Online Mutual funds investment allows investor to invest on-line in around 19 Mutual
Fund companies. ICICI Direct offers various options while investing in Mutual Funds
like Purchase Mutual Fund, Redemption and switch between different schemes,
Systematic Investment plans, Systematic withdrawal plan and transferring existing
Mutual Funds in to electronic mode. This account also provides facility to invest in
Government of India Bonds and ICICI Bank Tax Saving Bonds.

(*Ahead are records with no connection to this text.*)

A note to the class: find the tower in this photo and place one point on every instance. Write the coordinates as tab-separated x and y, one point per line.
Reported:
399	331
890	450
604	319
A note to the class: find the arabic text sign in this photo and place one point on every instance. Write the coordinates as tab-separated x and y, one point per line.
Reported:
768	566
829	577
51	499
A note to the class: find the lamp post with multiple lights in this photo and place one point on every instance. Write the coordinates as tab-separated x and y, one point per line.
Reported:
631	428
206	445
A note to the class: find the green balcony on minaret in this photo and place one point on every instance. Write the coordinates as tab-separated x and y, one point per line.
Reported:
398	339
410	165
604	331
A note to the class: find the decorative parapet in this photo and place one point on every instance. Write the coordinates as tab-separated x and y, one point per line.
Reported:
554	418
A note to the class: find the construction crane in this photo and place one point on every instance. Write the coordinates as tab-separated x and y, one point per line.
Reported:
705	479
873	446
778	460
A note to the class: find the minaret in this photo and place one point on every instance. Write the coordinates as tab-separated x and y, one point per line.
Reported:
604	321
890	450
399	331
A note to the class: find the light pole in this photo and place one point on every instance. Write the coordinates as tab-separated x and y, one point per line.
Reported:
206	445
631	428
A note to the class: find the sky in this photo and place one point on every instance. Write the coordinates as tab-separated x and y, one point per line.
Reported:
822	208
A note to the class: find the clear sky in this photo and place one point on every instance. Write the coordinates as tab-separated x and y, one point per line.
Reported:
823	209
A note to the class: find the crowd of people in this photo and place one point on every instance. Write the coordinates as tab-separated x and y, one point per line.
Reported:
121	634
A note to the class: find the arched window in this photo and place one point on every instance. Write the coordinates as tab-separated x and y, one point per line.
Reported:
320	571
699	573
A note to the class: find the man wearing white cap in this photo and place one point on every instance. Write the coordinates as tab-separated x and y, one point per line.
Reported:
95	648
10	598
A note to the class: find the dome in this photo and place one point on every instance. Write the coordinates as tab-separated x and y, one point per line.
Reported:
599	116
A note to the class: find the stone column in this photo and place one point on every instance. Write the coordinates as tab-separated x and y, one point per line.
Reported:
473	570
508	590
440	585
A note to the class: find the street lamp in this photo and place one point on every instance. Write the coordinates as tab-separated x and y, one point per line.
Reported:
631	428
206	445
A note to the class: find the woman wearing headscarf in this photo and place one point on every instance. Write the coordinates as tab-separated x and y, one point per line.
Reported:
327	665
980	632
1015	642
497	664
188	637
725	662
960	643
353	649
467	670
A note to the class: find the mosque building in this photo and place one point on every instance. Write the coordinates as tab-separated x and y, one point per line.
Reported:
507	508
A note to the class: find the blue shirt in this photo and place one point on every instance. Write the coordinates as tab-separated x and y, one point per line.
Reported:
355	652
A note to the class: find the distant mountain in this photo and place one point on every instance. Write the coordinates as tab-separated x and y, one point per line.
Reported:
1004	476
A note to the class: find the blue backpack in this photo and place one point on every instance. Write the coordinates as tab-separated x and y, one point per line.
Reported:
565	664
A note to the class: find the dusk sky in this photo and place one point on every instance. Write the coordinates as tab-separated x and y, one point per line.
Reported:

ICICIDirect.com website is the primary tool to invest in Mutual Funds, IPOs, Bonds and
stock trading.
3. Active Trader Account
Active Trader account gives more personalized investment options to the investors. It
allows investor to use online and offline stock trading. It also provides with independent
market expertise and support through a dedicated Relationship Manager from ICICI.
Active Trader also provides commodity trading.
Brokerage and fees
1. Account opening fees : Rs 750/- (One time non-refundable)
2. Brokerage : ICICIDirect.com brokerage varies on volume of trade and inclusive of demat transaction
charges, service taxes and courier charges for contract notes. It ranges from 0.1% to 0.15% for margin
trades, 0.2% to 0.425% for squared off trades and 0.4% to 0.85% on delivery based trades.
Check latest rates at: http://content.icicidirect.com/mailimages/feeschedule.htm
Note: If you already have a bank account or demat account with ICICI, you could link it with
new ICICIDirect trading account.
Opening trading account with ICICI is easy. You could use one of the following options to open
account with ICICIDirect.
• Visit ICICIDirect.com and fill the "Open an Account" form.
• Call ICICI and tell them that you are interested in opening an account with them.
In both the cases ICICI representative contact you in a day or two and tell you about the
procedure to open the account. They usually send somebody to your home to collect documents,
signature and for demo if required.
Advantages of ICICIDirect
1. 3-in-1 account integrates your banking, broking and demat accounts. All accounts are from ICICI and very
well integrated. This feature makes ICICI the most interesting player in online trading facility. There is
absolutely no manual interfere require. This is truly online trading environment.
2. Unlike most of the online trading companies in India which require transferring money to the broker's pool or
towards deposits, at ICICIDirect you can manage your own demat and bank accounts through
ICICIdirect.com. Money from selling stock is available in ICICI bank account as soon as the ICICIDirect
receive it.
3. Investment online in IPOs, Mutual Funds, GOI Bonds, and Postal Savings Schemes all from one website.
General Insurance is also available from ICICI Lombard.
4. Trading is available in both BSE and NSE.
Disadvantages of ICICIDirect
1. Getting access to ICICIDirect.com website during market session can be frustrating.
2. ICICIDirect brokerage is high and not negotiable.
3. Not all stocks are available under Margin Plus.